Ever since Mike Stonebraker and fellow researchers at MIT, Brandeis University, the University of Massachusetts and Brown University presented (PDF) C-Store, a column-oriented database at the 31st VLDB Conference, in 2005, the database industry has debated the relative merits of row- and column-store databases.
While row-based databases dominated the operational database market, column-based database have made in-roads in the analytic database space, with Vertica (based on C-Store) as well as Sybase, Calpont, Infobright, Kickfire, Paraccel and SenSage pushing column-based data warehousing products based on the argument that column-based storage favors the write performance required for query processing.
The debate took a fresh twist recently as former SAP chief executive, Hasso Plattner, recently presented a paper (PDF) calling for the use of in-memory column-based storage databases for both analytical and transaction processing.
As interesting as that is in theory, of more immediate interest is the fact that Oracle – so often the target of column-based database vendors – has introduced a hybrid column-oriented storage option with the release of Oracle Database 11g Release 2.
As Curt Monash recently noted there are a couple of approaches emerging to hybrid row/column stores.
Oracle’s approach, as revealed in a white paper (PDF) has been to add new hybrid columnar compression capabilities in its Exadata Storage servers.
This approach maintains row-based storage in the Oracle Database itself while enabling the use of column-storage to improve compression rates in Exadata, claiming a compression ratio of up to 10 without any loss of query performance and up to 40 for historical data.
As Oracle’s Kevin Closson explains in a blog post: “The technology, available only with Exadata storage, is called Hybrid Columnar Compression. The word hybrid is important. Rows are still used. They are stored in an object called a Compression Unit. Compression Units can span multiple blocks. Like values are stored in the compression unit with metadata that maps back to the rows.”
Vertica took a different hybrid approach with the release of Vertica Database, 3.5, which introduced FlexStore, a new version of the column-store engine, including the ability to group a small number of columns or rows together to reduce input/output bottlenecks. Grouping can be done automatically based on data size (grouped rows can use up to 1MB) to improve query performance of whole rows or specified based on the nature of the column data (for example, bid, ask and date columns for a financial application) to improve query performance.
Likewise, the Ingres VectorWise project (previously mentioned here) will create a new storage engine for the Ingres Database positioned as a platform for data-warehouse and analytic workloads, make use of vectorized execution, which sees multiple instructions processed simultaneously.

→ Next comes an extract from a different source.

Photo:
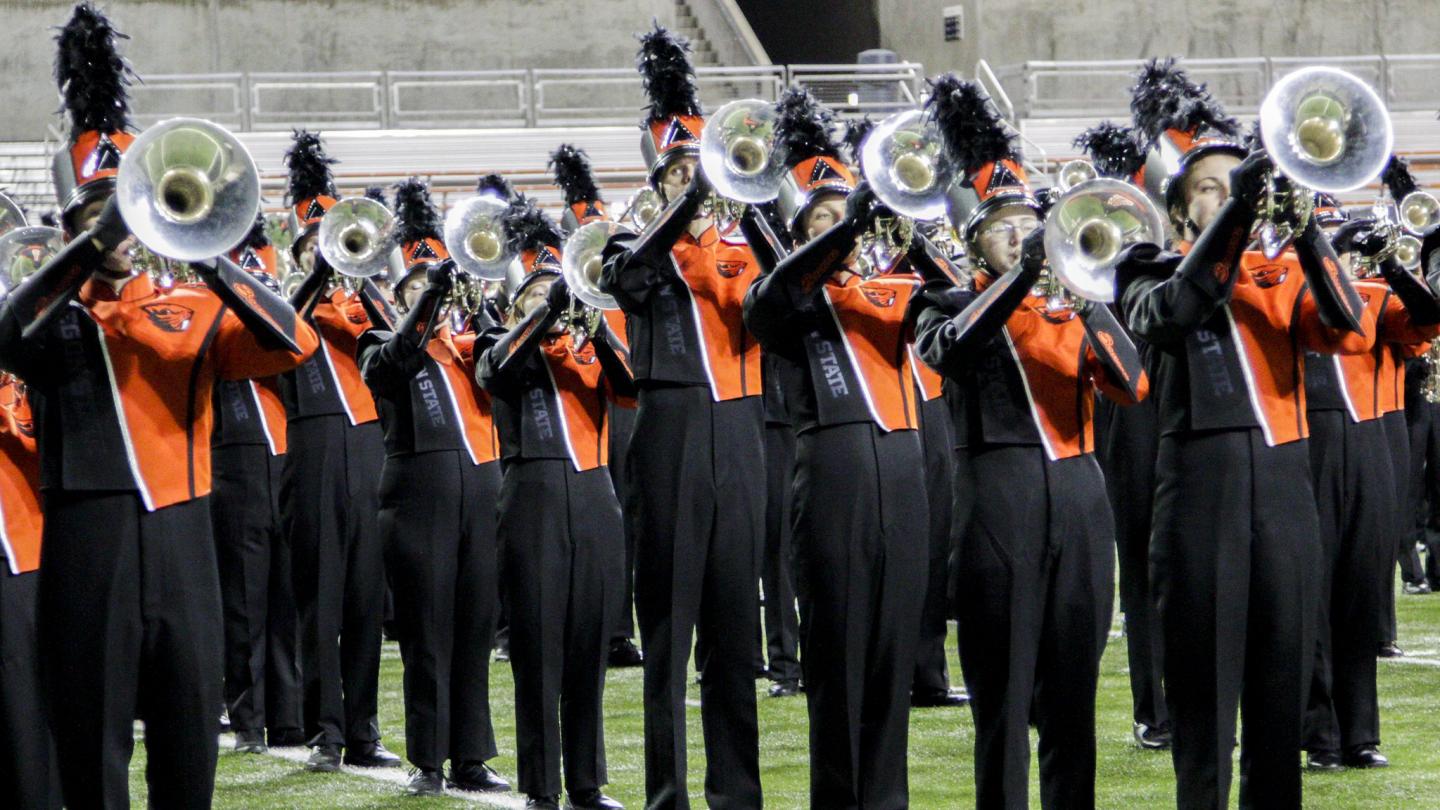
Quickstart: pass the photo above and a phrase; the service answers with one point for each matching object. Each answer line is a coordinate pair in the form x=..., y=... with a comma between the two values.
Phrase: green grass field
x=941, y=745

The Vectorwise architecture makes use of Partition Attributes Across (PAX), which similarly groups multiple rows into blocks to improve processing, while storing the data in columns.
Update – Daniel Abadi has provided an overview at the different approaches to hybrid row-column architectures and suggests something I had suspected, that Oracle is also using the PAX approach, except outside the core database, while Vertica is using what he calls a fine-grained hybrid approach. He also speculates that Microsoft may end up going the third route, fractured mirrors – Update
Perhaps the future of the database may not be row- or column-based, but plaid.